- 2 cups beef stock or canned low-sodium broth
- Four 1-pound veal shanks, about 2 1/2 inches thick, tied
- Salt and freshly ground pepper
- All-purpose flour, for dredging
- 1/4 cup extra-virgin olive oil
- 4 garlic cloves, minced
- 3 medium carrots, finely chopped
- 2 celery ribs, finely chopped
- 1 medium onion, finely chopped
- 2 cups dry red wine
- 3/4 cup balsamic vinegar
- One 35-ounce can peeled Italian tomatoes, drained and coarsely chopped, liquid reserved
- 1 fresh rosemary sprig about 6 inches long, plus more rosemary sprigs for garnish
- 1/4 cup finely chopped basil
- 2 cups water
- 1 pound pappardelle
- Freshly grated Parmesan cheese, for serving
How to make this recipe
Season the veal shanks with salt and pepper and dredge them in flour, shaking off the excess. In a large enameled cast-iron casserole, heat the olive oil until shimmering. Add the veal shanks and cook over high heat, turning, until browned all over, about 15 minutes. Transfer the shanks to a plate.

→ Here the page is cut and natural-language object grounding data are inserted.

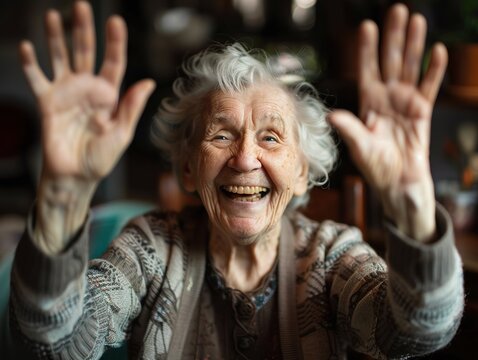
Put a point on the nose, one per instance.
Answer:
(245, 156)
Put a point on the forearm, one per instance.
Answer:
(412, 210)
(62, 207)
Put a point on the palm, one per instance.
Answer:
(390, 142)
(84, 127)
(396, 150)
(80, 136)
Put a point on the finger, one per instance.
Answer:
(436, 70)
(393, 42)
(56, 44)
(35, 76)
(133, 103)
(414, 49)
(114, 63)
(368, 54)
(83, 37)
(351, 130)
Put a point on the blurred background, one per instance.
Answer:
(322, 34)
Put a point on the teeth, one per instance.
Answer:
(248, 190)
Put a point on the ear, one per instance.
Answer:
(188, 177)
(302, 180)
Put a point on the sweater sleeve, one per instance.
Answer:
(412, 305)
(64, 307)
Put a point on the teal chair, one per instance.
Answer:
(106, 224)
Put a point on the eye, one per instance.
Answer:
(220, 137)
(270, 138)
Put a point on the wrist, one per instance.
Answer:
(411, 208)
(62, 206)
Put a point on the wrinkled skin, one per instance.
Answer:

Add the garlic, carrots, celery, and onion to the casserole and cook over moderate heat, stirring frequently, until lightly browned, about 5 minutes. Add the wine and balsamic vinegar and cook over high heat, stirring occasionally, until the liquid has reduced to a thick syrup, about 25 minutes.
Return the veal shanks to the casserole and add the tomatoes and their liquid, the beef broth, 1 rosemary sprig, 2 tablespoons of the basil and the water. Season with salt and pepper and bring to a boil. Cover partially and cook over low heat, stirring occasionally, until the veal is very tender, about 2 1/2 hours.
Transfer the veal to a plate and let cool slightly. Discard the bones. Cut the meat into 1-inch pieces.
Strain the sauce through a fine sieve, pressing on the solids to extract as much liquid as possible; discard the solids. Rinse out the casserole and return the sauce to it. Boil the sauce over high heat until reduced to 2 1/2 cups, 8 to 10 minutes. Stir in the veal and the remaining 2 tablespoons of basil and season with salt and pepper. Keep the veal ragù warm over low heat.
In a large pot of boiling salted water, cook the pappardelle until al dente. Drain thoroughly and return to the pot. Add the veal ragù and toss gently. Transfer to a warmed large bowl, sprinkle with Parmesan and garnish with rosemary sprigs. Serve immediately, passing more Parmesan at the table.
The veal ragù can be prepared through Step 5 and refrigerated for 3 days or frozen for 1 month.
The succulent, tangy flavors in this dish go well with the bright ripe fruit and medium body and tannin of wines made from the Sagrantino grape.